[Cet article a été publié originellement le 13 juin 2015 sur Syndromemag.]
Notre article de la semaine a été publié dans le plus récent numéro de l’International Journal of Communication. Cette revue scientifique étant publiée annuellement, nous retrouvons une multitude d’articles, dont celui faisant l’objet de notre chronique. Ce dernier, qui se retrouve dans une section spéciale intitulée « Qualitative Political Communication », tentera de démontrer comment la culture populaire peut intéresser les jeunes à la politique.
À propos de l’auteure
Neta Kligler-Vilenchik étudie au doctorat en communication à l’université de Californie du Sud. Diplômée en communication et en sciences politiques à l’université de Tel-Aviv (Israël), elle s’intéresse aux groupes de fans en tant que modèles de citoyenneté ainsi qu’à l’engagement civique des jeunes. Parmi ses récentes publications, nous retrouvons un article sur l’activisme des fans, un article sur le contenu politique posté sur Facebook et un article lié à Kony2012.
À propos du sujet
Pour certains jeunes, les discussions sur la politique semblent créer de la controverse et de la division. S’ils croient ne pas être assez informés pour s’engager dans de telles discussions, c’est surtout le langage des politiciens qui leur semble distant. Selon les travaux de Lance Bennett et de ses collègues, il existerait un modèle de citoyenneté d’auto-actualisation (self-actualizing citizenship), c’est-à-dire un modèle où les intérêts personnels sont partagés à travers un réseau social et où les gens s’engagent dans différentes formes « d’expression citoyenne créative ». Bref, la citoyenneté de ces gens n’est pas motivée par le sens du devoir, mais par la pertinence de la politique dans leur vie quotidienne.

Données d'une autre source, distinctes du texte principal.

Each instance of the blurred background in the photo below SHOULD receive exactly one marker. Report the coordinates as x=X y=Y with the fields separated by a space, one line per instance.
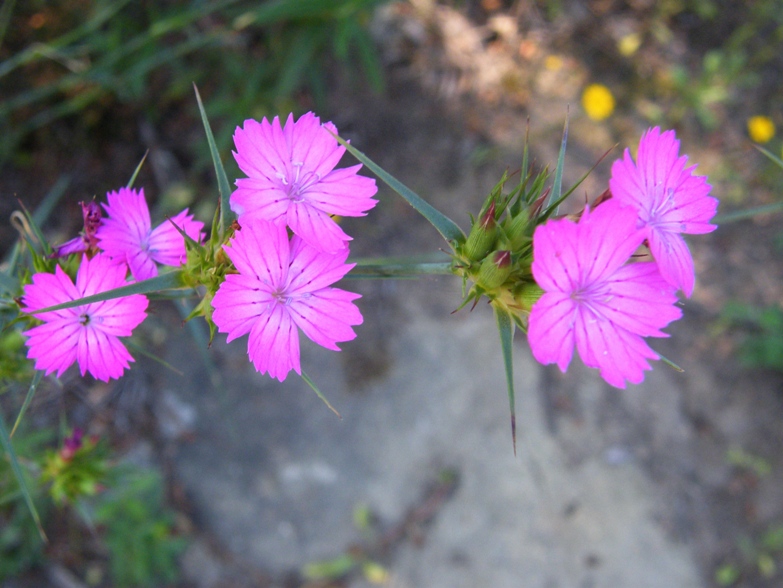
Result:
x=210 y=475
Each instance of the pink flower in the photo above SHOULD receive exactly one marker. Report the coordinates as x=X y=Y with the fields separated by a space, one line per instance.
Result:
x=280 y=286
x=85 y=334
x=126 y=235
x=668 y=199
x=593 y=299
x=292 y=180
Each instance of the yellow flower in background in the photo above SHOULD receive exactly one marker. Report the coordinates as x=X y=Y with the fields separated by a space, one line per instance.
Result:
x=761 y=128
x=598 y=102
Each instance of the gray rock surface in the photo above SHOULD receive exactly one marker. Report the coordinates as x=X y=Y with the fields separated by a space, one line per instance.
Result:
x=276 y=476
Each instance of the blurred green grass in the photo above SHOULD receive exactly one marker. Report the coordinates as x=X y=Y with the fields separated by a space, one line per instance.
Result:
x=78 y=60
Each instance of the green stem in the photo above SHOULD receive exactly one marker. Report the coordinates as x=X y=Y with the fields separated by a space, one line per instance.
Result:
x=368 y=269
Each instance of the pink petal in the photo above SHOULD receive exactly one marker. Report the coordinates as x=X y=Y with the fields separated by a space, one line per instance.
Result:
x=127 y=225
x=619 y=355
x=316 y=227
x=639 y=300
x=311 y=269
x=238 y=304
x=550 y=331
x=256 y=199
x=326 y=316
x=555 y=262
x=344 y=192
x=674 y=260
x=607 y=237
x=273 y=345
x=261 y=249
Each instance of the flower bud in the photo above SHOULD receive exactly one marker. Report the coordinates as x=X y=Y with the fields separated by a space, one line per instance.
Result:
x=516 y=229
x=494 y=270
x=482 y=236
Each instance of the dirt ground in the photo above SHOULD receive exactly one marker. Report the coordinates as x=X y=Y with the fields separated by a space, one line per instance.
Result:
x=461 y=86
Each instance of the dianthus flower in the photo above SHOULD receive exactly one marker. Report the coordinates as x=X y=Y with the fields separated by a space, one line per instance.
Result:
x=85 y=334
x=593 y=299
x=669 y=200
x=127 y=235
x=292 y=180
x=282 y=285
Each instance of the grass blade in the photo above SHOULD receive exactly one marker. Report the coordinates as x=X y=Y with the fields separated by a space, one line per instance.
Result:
x=557 y=185
x=30 y=393
x=5 y=440
x=506 y=330
x=220 y=171
x=169 y=280
x=310 y=383
x=137 y=170
x=445 y=226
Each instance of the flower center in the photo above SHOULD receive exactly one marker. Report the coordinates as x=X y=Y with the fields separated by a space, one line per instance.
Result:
x=662 y=203
x=296 y=186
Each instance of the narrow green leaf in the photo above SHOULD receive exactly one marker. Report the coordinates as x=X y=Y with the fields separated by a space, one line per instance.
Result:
x=5 y=440
x=220 y=172
x=310 y=383
x=671 y=364
x=201 y=339
x=400 y=270
x=557 y=186
x=138 y=169
x=8 y=284
x=169 y=280
x=506 y=330
x=445 y=226
x=30 y=393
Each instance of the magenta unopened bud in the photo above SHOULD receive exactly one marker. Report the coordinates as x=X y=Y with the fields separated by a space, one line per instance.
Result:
x=482 y=236
x=92 y=217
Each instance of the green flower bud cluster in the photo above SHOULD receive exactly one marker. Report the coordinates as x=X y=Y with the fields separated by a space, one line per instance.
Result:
x=496 y=256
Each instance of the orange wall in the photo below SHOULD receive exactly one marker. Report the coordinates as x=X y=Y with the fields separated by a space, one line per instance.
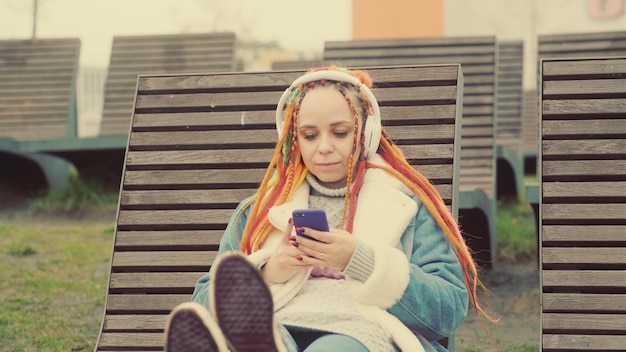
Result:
x=372 y=19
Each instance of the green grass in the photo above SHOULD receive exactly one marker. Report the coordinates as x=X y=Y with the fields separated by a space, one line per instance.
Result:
x=52 y=284
x=516 y=233
x=53 y=271
x=80 y=196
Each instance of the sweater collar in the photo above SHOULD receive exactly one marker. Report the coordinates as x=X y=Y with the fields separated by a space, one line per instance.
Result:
x=385 y=207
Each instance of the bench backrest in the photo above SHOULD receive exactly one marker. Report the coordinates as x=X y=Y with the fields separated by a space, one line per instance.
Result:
x=572 y=45
x=600 y=44
x=509 y=104
x=583 y=204
x=297 y=64
x=158 y=54
x=37 y=88
x=199 y=145
x=477 y=56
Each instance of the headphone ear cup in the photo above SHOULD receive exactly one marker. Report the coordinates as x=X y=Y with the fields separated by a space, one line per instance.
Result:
x=372 y=135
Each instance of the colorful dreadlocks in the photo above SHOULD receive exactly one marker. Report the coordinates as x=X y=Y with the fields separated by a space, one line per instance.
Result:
x=287 y=171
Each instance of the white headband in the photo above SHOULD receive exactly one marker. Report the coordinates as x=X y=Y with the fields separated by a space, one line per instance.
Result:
x=372 y=123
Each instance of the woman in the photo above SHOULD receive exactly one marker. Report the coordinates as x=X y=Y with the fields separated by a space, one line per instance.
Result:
x=393 y=273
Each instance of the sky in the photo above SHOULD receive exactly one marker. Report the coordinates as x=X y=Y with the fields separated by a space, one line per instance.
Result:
x=297 y=25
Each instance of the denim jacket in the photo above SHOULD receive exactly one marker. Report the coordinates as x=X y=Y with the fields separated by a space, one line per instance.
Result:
x=416 y=290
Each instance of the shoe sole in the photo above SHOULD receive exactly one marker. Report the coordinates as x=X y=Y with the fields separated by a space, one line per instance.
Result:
x=191 y=329
x=243 y=305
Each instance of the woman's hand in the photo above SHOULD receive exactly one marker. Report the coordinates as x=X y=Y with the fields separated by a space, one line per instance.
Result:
x=333 y=248
x=286 y=261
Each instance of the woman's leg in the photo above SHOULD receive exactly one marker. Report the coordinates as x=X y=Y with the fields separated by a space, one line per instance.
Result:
x=336 y=342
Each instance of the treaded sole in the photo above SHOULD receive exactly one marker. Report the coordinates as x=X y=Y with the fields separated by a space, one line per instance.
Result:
x=188 y=332
x=243 y=306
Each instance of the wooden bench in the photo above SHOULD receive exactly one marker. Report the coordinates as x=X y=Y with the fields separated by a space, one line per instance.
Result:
x=575 y=45
x=199 y=144
x=297 y=64
x=592 y=44
x=37 y=88
x=37 y=102
x=583 y=204
x=509 y=107
x=158 y=54
x=477 y=56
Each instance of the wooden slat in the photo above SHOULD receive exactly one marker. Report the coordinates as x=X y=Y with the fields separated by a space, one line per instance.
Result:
x=478 y=57
x=199 y=144
x=583 y=203
x=579 y=302
x=156 y=54
x=37 y=94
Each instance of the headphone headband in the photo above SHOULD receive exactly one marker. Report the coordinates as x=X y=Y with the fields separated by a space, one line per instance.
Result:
x=372 y=126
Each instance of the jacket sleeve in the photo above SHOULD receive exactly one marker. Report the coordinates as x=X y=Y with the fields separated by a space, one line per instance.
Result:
x=229 y=242
x=435 y=301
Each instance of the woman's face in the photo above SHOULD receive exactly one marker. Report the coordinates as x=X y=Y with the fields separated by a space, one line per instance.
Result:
x=325 y=135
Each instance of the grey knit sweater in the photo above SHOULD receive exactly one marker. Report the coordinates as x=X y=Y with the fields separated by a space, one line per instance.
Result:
x=324 y=303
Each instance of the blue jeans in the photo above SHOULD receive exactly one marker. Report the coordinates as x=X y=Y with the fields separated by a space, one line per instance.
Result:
x=305 y=340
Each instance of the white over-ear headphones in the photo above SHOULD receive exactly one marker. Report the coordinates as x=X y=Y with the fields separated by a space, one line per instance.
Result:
x=372 y=122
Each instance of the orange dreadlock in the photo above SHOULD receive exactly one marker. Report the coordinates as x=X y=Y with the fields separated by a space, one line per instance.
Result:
x=286 y=172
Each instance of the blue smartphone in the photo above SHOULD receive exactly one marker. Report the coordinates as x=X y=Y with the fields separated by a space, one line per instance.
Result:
x=312 y=218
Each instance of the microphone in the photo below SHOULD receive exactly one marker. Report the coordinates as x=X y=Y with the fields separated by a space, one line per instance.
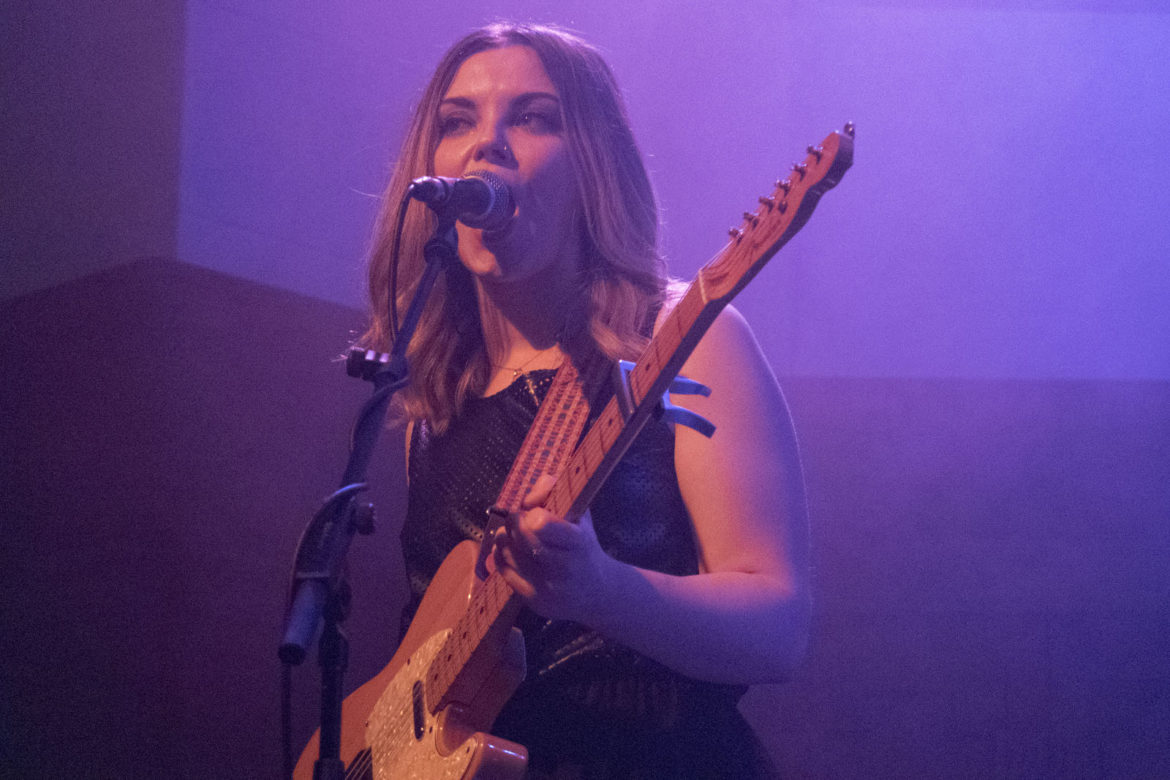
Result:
x=479 y=200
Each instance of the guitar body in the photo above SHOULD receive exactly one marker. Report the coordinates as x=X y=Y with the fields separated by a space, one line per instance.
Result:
x=387 y=730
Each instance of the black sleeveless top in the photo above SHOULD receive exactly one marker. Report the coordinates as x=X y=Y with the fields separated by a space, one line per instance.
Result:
x=587 y=703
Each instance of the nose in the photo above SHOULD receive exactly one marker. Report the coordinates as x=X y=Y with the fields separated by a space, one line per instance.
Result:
x=493 y=146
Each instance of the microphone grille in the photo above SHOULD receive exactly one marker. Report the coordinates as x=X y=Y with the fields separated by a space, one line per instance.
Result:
x=500 y=206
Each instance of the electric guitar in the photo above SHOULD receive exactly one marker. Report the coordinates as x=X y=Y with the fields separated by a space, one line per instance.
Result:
x=426 y=713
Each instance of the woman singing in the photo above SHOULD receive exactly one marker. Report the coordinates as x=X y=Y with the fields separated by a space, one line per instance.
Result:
x=687 y=580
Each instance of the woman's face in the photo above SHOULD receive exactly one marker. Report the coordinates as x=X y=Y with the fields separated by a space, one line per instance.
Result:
x=502 y=114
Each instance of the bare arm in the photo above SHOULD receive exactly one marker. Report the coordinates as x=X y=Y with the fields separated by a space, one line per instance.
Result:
x=744 y=618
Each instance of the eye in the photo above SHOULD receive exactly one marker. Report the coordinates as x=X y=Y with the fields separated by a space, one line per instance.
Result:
x=454 y=124
x=539 y=121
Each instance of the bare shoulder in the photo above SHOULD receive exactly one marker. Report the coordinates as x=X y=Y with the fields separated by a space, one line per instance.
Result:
x=743 y=487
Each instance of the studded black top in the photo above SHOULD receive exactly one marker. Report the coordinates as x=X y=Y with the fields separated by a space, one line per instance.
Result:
x=587 y=702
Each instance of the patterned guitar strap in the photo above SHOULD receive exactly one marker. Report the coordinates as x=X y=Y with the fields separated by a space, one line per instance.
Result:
x=550 y=440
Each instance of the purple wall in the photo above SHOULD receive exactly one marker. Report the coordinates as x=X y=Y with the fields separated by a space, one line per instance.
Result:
x=91 y=95
x=1005 y=216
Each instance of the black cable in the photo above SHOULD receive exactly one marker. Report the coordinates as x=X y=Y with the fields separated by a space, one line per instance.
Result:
x=287 y=718
x=393 y=263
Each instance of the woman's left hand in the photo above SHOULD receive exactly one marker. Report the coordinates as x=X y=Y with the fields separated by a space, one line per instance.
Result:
x=557 y=566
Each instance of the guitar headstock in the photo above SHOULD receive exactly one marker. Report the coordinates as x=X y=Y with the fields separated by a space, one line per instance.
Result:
x=778 y=216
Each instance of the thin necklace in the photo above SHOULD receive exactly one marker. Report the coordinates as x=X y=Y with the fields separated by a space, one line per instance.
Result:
x=528 y=378
x=521 y=367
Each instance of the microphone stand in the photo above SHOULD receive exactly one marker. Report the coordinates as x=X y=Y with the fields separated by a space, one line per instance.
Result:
x=319 y=591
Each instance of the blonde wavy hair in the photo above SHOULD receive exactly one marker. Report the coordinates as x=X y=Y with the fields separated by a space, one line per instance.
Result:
x=623 y=278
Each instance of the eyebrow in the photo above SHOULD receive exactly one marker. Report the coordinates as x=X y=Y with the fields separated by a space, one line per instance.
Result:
x=524 y=97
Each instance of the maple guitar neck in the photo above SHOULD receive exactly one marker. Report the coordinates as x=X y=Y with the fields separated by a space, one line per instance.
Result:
x=494 y=606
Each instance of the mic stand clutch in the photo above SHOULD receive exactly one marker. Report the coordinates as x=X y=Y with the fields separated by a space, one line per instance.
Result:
x=319 y=592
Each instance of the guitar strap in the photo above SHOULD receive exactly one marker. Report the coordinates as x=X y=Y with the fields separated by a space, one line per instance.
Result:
x=550 y=440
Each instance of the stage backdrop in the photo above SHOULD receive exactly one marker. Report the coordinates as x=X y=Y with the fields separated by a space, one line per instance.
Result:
x=971 y=332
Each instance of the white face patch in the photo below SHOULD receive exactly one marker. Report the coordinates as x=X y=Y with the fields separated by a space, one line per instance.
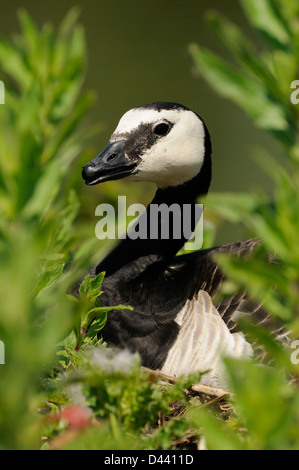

Le groupe faisant l’objet de cette recherche est le « Harry Potter as a Tool for Social Change » (HPTSC), qui a été créé par une activiste de 20 ans. Ce groupe d’étude fait partie d’un chapitre local de la Harry Potter Alliance (HPA), un organisme à but non lucratif fondé en 2005 et investi dans plusieurs causes, dont la littéracie et les droits de l’homme. Pendant six semaines, le HPTSC s’est réuni dans une bibliothèque publique et discutait de la saga d’Harry Potter et de politique une heure par semaine.
À propos de la recherche
Pour cette recherche, Kligler-Vilenchik a assisté aux discussions du HPTSC, a pris des notes et a interviewé certains participants. Lors de l’analyse de ses données, elle a repéré trois mécanismes expliquant comment la culture populaire peut favoriser les discussions politiques : l’élévation (scaling up), l’élargissement de la politique (broadening the political) et la mobilisation (mobilization).
Dans le cas de l’élévation, le HPTSC établit des liens entre Harry Potter et des problèmes politiques. Par exemple, en discutant autour du cas de Sirius Black dans Harry Potter and the Prisoner of Azkaban, le groupe réfléchit sur la peine de mort et la Proposition 34 de la Californie. Une fois le sentiment de confiance établi, le groupe peut également discuter de problèmes politiques sans aucun lien avec Harry Potter : c’est l’élargissement de la politique. Par exemple, il y a eu des moments où le groupe discutait d’identités LGBTQ. Enfin, il y a la mobilisation, c’est-à-dire prendre part à l’action civique, comme manifester pour une cause. Si les invitations à manifester ont eu peu d’écho dans le HPTSC, elles peuvent néanmoins faire accroître le sentiment d’efficacité politique.
En conclusion, Kligler-Vilenchik rappelle que les jeunes ont besoin de trouver une alternative pour s’intéresser à la politique et que lier la politique à leurs passions est une des façons de les intéresser. En quelque sorte, la culture populaire et la communication politique ne sont pas des binaires séparées, puisqu’elles sont toutes deux émotionnelles et symboliques.